William Hertling's Thoughtstream: SXSW CloudCamp / DevOps Session Notes 2011

CloudCamp

#cloudcamp

Dyn
http://dyn.com

About

Managed DNS and email delivery provider
names to numbers: twitter.com -> 168.143....
4 million clients
200,000 zones
100,000 domains
17 global data centers
Meant for scalability, automation, redundancy

Why CloudCamp

rapidly scale
pay as you go
API automation
operational efficiency

Dynect Platform

Managed DNS
Global anycast network
active failover
load balancing
traffic management
cdn manager
ui and api access
SLA - five 9s

Load balance between your infrastructure and the cloud

split across amazon, rackspace, your servers

How it works: when a client comes in from Australia, don’t send them to an U.S. server, route them to the server that is closest via the network.

Glen Campbell

Rackspace

@glenc

http://glen-campbell.com

glen dot campbell at rackspace dot com

#scalableapps

Was at Yahoo

During hurricane katrina Yahoo requests went up to 30,000 requests per second, and stayed there for 6 days. 10x the traffic expected.
intermittent failovers from various places.
wheeled in 50 extra machines

took a day just to setup, even though the machines were already sitting there
then serving 40,000 requests per second.

Now with rackspace, you could scale up within minutes: no need to build new machines

One of the goals is that you have no single point of failure.

You can’t have one network service provider, one dns provider, one database. You can never have one of anything.
For Cloud, you can’t rely on a single database server, single file service

Rackspace is part of the open-stack platform

open source for cloud computing
Our goal is to get Rackspace running on the open source platform by the end of the year.

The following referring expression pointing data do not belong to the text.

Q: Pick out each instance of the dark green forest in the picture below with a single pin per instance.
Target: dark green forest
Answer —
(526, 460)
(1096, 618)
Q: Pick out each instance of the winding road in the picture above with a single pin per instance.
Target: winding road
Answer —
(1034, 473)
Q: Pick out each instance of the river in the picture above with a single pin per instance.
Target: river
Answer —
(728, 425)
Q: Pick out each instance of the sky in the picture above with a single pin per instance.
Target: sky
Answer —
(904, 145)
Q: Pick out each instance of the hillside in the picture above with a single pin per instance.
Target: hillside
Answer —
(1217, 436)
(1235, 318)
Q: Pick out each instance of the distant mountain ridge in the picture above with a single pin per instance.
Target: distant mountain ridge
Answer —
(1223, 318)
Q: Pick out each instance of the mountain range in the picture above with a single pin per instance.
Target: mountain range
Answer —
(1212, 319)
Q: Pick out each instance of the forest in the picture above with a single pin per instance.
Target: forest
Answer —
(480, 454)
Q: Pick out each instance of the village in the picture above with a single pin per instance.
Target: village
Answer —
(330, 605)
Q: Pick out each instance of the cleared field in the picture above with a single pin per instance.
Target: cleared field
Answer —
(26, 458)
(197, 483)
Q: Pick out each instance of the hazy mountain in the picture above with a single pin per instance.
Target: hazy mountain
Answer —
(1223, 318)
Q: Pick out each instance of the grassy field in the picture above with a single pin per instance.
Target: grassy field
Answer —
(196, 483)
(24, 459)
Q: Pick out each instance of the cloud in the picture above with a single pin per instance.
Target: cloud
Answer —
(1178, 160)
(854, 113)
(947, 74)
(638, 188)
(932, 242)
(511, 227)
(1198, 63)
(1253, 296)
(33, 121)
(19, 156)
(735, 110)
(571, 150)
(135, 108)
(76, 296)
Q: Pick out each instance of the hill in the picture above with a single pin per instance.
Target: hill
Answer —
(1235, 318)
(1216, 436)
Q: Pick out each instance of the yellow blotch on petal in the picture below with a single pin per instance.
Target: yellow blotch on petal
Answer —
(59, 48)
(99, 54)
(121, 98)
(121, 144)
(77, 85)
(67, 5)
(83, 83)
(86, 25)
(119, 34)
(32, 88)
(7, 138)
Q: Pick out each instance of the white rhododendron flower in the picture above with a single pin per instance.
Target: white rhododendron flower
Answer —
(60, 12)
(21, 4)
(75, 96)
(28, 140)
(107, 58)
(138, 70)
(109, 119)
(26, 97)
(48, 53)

You can run the openstack.org platform yourself.

http://openstack.org

You want infrastructure that makes it easy to scale, easy to deploy, easy to add services.

Robert Phillips

Sendgrid

Sr. Director Marketing

Work with 20,000 companies
Send over a billion transactional emails per month
your app sends email
problems:

deliverability: inbox vs spam folder
analytics: did the customer receive, open it, click on it
platform: enhance email from open architecture

backend problems

isp rate limits
blacklists
dk/dkim
spf records
content inspection: ratio of images to text

“email isn’t fun”
customers: gowalla, plancast, foursquare
Integration

APIs: STMP, Web API, SMTP relay
receive emails w/ parse api
pull data w/ event api
manage sub users
dedicated ip addresses
whitelabeling

Gene Kim

Lessons Learned Creating SuperTribe of Dev and Ops

Morris Worm 1988 - took down 10% of internet
Wrote Tripwire at Purdue in response
Tremendous passion for studying high performers

started as gene’s list of people with good kung fu
people who had the best security, best mean time between failure
codified these practices for Visible Ops Handbook

Not only in security, but also did work full time doing operations

and worked as developer
show me a developer who doesn’t cause problems for ops

Now more than ever, we need great IT operations

Organizations are held up by the ability to get features released, get things through operations.
But it’s not just an operations problem, it’s a development problem and a business problem.

Johnny Diggz

Chief Evangalist for Tropo

Geeks without bounds: gwob.org - volunteer

SignalKit: Notifier

Put livechat link on their website
Using 6 lines of code and Tropo service, was able to monitor group chat to send IM
A carpenter doesn’t weld his own hammer or cast his own screwdriver. He uses an off the shelf tool.
Why would a programmer write their own email functionality or notify functionality?

github.com/aaronpk

See tropo demo that sends map position information through IM to a particular web browser

DEVOPS

John Willis

@botchagalupe

Historical culture of dev and ops fighting
The cloud is forcing us to have to get along
You Better Care: It’s about your business
Devops is Velocity

The velocity of innovation
How do we compete today?

By Scale: Scale of users, scale of data, scale of compute power. Businesses can compete on scale.
By Velocity of Innovation: How fast can you react to and execute on new market forces or opportunities.

Doing 30 deploys a day.
It’s about getting ideas to customers really, really fast.
How fast can you go from “Ah ha!” idea moment to the “Ka-ching!” cash moment?

It’s the applicable lifecycle that seperates the two: and dev and ops and test all contribute to the delay.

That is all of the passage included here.